The part of me that loves nature, pursues independence, and thrives on fresh air and country road driving didn’t want to go back to Jakarta. My family wasn’t in Jakarta. My books weren’t in Jakarta. My childhood wasn’t in Jakarta.
And then, the other half of me… well, every moment I was at home, I felt more and more distanced from my expat existance in Indonesia. Regardless, I cognitively knew there were things that I loved about Indonesia. My co-workers, my students, my apartment and it’s view of the city.
I think about the idea of home a lot. I know that it is normal to think about home and to feel displaced for a while, but I think that I may ruminate over the idea more than normal. My home, tucked away in between green pastures and a soybean field, set just in front of the woods… when people say home, that’s what I picture. It’s an image loaded with emotion, fueled by nostalgia and the fear of loss. It was harder to leave this year than last.
As Teresa and I descended into Jakarta, it was sunset. As we sliced through the layers of clouds, I watched the sun touch the tops of the clouds and then fade into the haze that marks the smog blanketing of my dirty city that is also, somehow, my home.
At the airport, I knew where the taxi stand was: does that make Jakarta my home?
I told the taxi driver where I wanted to go using bahasa Indonesia: does that make Jakarta my home?
Janna was in the lobby when I arrived and gave me a hug. She helped me wheel my bags into my apartment, and as I turned on lights and aircon units, I felt a sense of ease.
There was no food in my fridge, but I knew where to buy all of the things I needed: does that make Jakarta my home?
The barista knew my name, and asked me how my summer was in America: does that make Jakarta my home?
My new classroom isn’t set up, but Kendal and Tyler stopped by and danced in the empty space of the floor. Joel came in and we talked about America. Madi and I sat around the only table set up in my classroom, and planned for this year’s Grade 9 English class with the newest addition to our department. Do these experiences make Jakarta my home?

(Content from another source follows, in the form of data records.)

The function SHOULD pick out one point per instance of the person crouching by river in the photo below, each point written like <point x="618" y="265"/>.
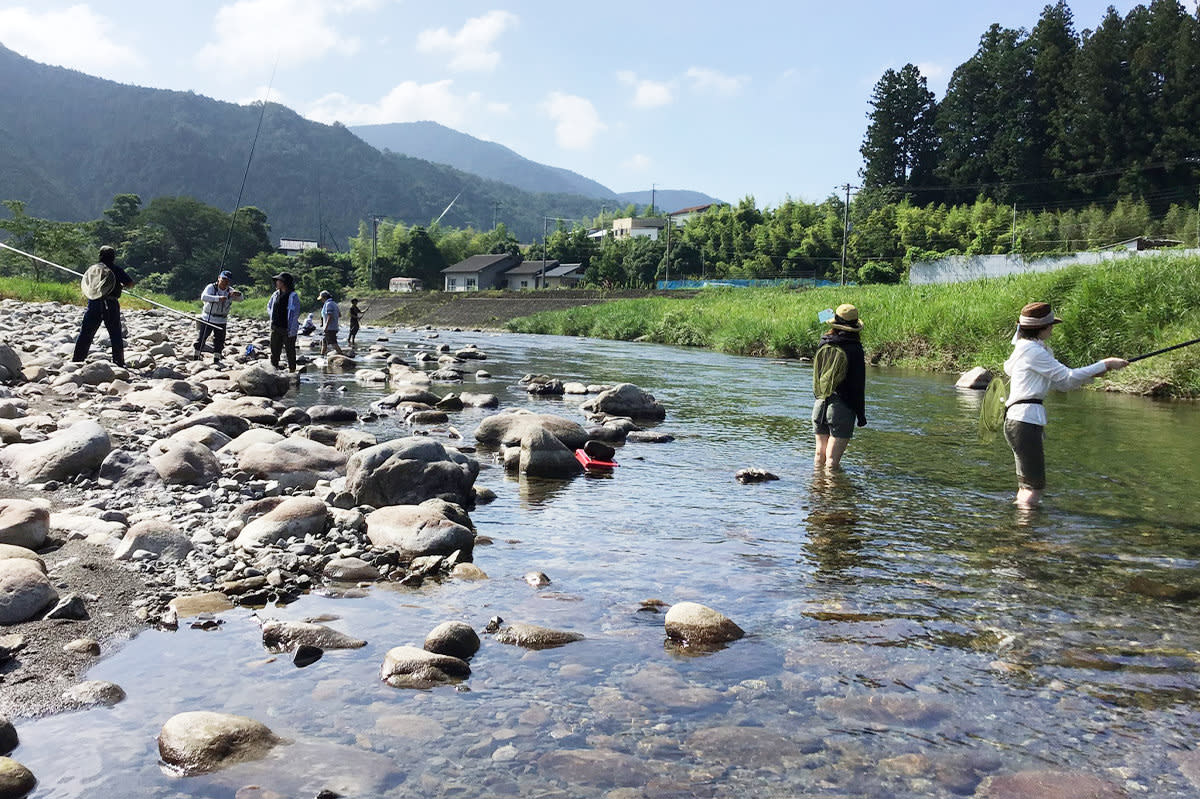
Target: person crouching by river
<point x="283" y="311"/>
<point x="1033" y="371"/>
<point x="217" y="298"/>
<point x="839" y="382"/>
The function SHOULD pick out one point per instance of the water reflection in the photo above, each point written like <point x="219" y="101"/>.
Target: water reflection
<point x="834" y="539"/>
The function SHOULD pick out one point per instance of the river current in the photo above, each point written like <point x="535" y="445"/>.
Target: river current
<point x="910" y="634"/>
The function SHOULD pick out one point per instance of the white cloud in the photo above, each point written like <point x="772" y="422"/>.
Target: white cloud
<point x="713" y="82"/>
<point x="931" y="71"/>
<point x="647" y="94"/>
<point x="472" y="48"/>
<point x="576" y="121"/>
<point x="73" y="37"/>
<point x="408" y="102"/>
<point x="637" y="162"/>
<point x="256" y="34"/>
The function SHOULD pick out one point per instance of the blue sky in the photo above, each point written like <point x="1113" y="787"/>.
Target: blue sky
<point x="730" y="98"/>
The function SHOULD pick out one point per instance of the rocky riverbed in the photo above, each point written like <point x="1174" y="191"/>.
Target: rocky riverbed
<point x="167" y="491"/>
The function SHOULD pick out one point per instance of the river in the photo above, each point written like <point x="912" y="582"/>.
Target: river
<point x="910" y="634"/>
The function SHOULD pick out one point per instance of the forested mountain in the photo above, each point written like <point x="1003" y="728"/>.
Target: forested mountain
<point x="669" y="200"/>
<point x="70" y="143"/>
<point x="441" y="144"/>
<point x="1050" y="116"/>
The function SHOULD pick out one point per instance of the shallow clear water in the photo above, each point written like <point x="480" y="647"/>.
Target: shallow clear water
<point x="909" y="631"/>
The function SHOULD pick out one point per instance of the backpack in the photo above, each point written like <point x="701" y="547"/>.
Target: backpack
<point x="99" y="281"/>
<point x="829" y="367"/>
<point x="993" y="409"/>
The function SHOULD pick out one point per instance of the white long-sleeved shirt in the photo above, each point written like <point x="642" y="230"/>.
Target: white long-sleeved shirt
<point x="1033" y="371"/>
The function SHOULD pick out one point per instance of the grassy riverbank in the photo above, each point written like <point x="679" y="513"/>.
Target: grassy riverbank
<point x="1120" y="308"/>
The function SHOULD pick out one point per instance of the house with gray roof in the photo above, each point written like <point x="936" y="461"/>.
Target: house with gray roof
<point x="528" y="275"/>
<point x="564" y="276"/>
<point x="479" y="272"/>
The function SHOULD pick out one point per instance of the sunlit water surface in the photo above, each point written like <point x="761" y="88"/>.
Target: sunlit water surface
<point x="909" y="631"/>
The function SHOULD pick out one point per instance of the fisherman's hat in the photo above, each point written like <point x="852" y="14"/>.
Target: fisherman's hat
<point x="1037" y="314"/>
<point x="846" y="318"/>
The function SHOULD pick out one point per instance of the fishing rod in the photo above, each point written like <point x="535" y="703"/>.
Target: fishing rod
<point x="233" y="217"/>
<point x="136" y="296"/>
<point x="1165" y="349"/>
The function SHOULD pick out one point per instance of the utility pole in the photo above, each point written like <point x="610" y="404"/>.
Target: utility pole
<point x="845" y="230"/>
<point x="666" y="282"/>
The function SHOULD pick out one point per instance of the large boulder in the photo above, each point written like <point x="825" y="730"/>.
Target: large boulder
<point x="199" y="740"/>
<point x="255" y="436"/>
<point x="184" y="462"/>
<point x="78" y="449"/>
<point x="625" y="400"/>
<point x="975" y="378"/>
<point x="129" y="469"/>
<point x="24" y="523"/>
<point x="509" y="428"/>
<point x="409" y="470"/>
<point x="286" y="636"/>
<point x="333" y="415"/>
<point x="294" y="462"/>
<point x="167" y="394"/>
<point x="257" y="410"/>
<point x="157" y="536"/>
<point x="261" y="382"/>
<point x="418" y="668"/>
<point x="209" y="437"/>
<point x="10" y="361"/>
<point x="294" y="517"/>
<point x="228" y="424"/>
<point x="24" y="590"/>
<point x="431" y="528"/>
<point x="694" y="624"/>
<point x="545" y="456"/>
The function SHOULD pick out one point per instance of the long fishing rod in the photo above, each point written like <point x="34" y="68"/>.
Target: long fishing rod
<point x="1165" y="349"/>
<point x="136" y="296"/>
<point x="233" y="217"/>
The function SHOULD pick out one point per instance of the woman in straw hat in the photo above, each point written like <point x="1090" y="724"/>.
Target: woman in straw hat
<point x="834" y="415"/>
<point x="1033" y="371"/>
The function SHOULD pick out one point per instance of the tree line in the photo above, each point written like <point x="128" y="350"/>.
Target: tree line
<point x="1048" y="116"/>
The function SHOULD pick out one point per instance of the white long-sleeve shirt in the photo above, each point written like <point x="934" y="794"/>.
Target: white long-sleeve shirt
<point x="1033" y="371"/>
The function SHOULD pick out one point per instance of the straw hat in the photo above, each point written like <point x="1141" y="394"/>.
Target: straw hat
<point x="846" y="318"/>
<point x="1037" y="314"/>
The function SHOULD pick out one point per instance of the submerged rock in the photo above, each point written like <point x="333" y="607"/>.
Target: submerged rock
<point x="691" y="623"/>
<point x="199" y="740"/>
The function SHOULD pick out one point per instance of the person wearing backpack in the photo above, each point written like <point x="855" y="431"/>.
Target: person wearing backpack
<point x="1033" y="371"/>
<point x="102" y="286"/>
<point x="283" y="311"/>
<point x="216" y="298"/>
<point x="839" y="383"/>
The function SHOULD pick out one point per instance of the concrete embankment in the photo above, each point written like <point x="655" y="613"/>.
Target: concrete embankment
<point x="485" y="310"/>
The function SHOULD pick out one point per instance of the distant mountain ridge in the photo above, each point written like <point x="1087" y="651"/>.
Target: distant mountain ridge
<point x="70" y="142"/>
<point x="441" y="144"/>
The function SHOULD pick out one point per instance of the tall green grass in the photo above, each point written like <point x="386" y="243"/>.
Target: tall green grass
<point x="1122" y="307"/>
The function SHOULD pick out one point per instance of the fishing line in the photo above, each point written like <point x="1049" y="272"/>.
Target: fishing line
<point x="245" y="175"/>
<point x="136" y="296"/>
<point x="1165" y="349"/>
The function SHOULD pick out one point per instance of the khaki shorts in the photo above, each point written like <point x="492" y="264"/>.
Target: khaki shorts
<point x="833" y="416"/>
<point x="1029" y="452"/>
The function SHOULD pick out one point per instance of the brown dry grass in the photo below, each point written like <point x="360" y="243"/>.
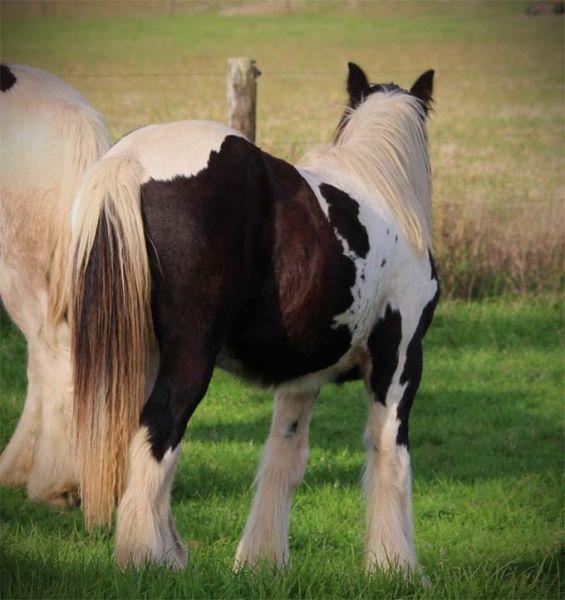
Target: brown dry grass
<point x="496" y="136"/>
<point x="483" y="250"/>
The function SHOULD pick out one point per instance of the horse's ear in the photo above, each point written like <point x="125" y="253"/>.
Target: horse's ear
<point x="423" y="88"/>
<point x="357" y="85"/>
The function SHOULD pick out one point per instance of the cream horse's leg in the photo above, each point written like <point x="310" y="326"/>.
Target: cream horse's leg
<point x="54" y="475"/>
<point x="40" y="453"/>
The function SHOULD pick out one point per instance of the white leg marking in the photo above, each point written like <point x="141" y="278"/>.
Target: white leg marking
<point x="145" y="530"/>
<point x="284" y="461"/>
<point x="388" y="489"/>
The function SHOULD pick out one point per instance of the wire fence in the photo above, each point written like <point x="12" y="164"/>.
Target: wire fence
<point x="301" y="144"/>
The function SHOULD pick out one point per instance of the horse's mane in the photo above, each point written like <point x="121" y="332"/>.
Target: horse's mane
<point x="383" y="145"/>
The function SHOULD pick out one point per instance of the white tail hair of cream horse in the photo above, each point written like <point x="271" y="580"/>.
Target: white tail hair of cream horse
<point x="50" y="136"/>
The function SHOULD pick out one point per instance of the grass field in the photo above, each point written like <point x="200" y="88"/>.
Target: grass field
<point x="487" y="452"/>
<point x="487" y="427"/>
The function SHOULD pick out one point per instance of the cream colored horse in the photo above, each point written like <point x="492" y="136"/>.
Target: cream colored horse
<point x="49" y="136"/>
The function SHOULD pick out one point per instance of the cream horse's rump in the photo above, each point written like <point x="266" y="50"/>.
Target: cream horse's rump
<point x="49" y="136"/>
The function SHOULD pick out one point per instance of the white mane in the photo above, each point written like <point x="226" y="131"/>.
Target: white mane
<point x="383" y="144"/>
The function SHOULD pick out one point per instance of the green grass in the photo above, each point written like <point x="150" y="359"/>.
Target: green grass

There are a lot of ways to make a place feel “homey” and to create warmth and familiarity in a space that is new. However, that is not what makes a place a home. There is no formula, no boxes to check in the creation, and no way to force its occurence.
Jakarta is my home. Like a lot of things in this life, it is temporary: a small, transient piece of the Where-Is-Home puzzle that will continue to be pieced together for the rest of my life.
So right now, home is twelve stories up, around the corner and to the right.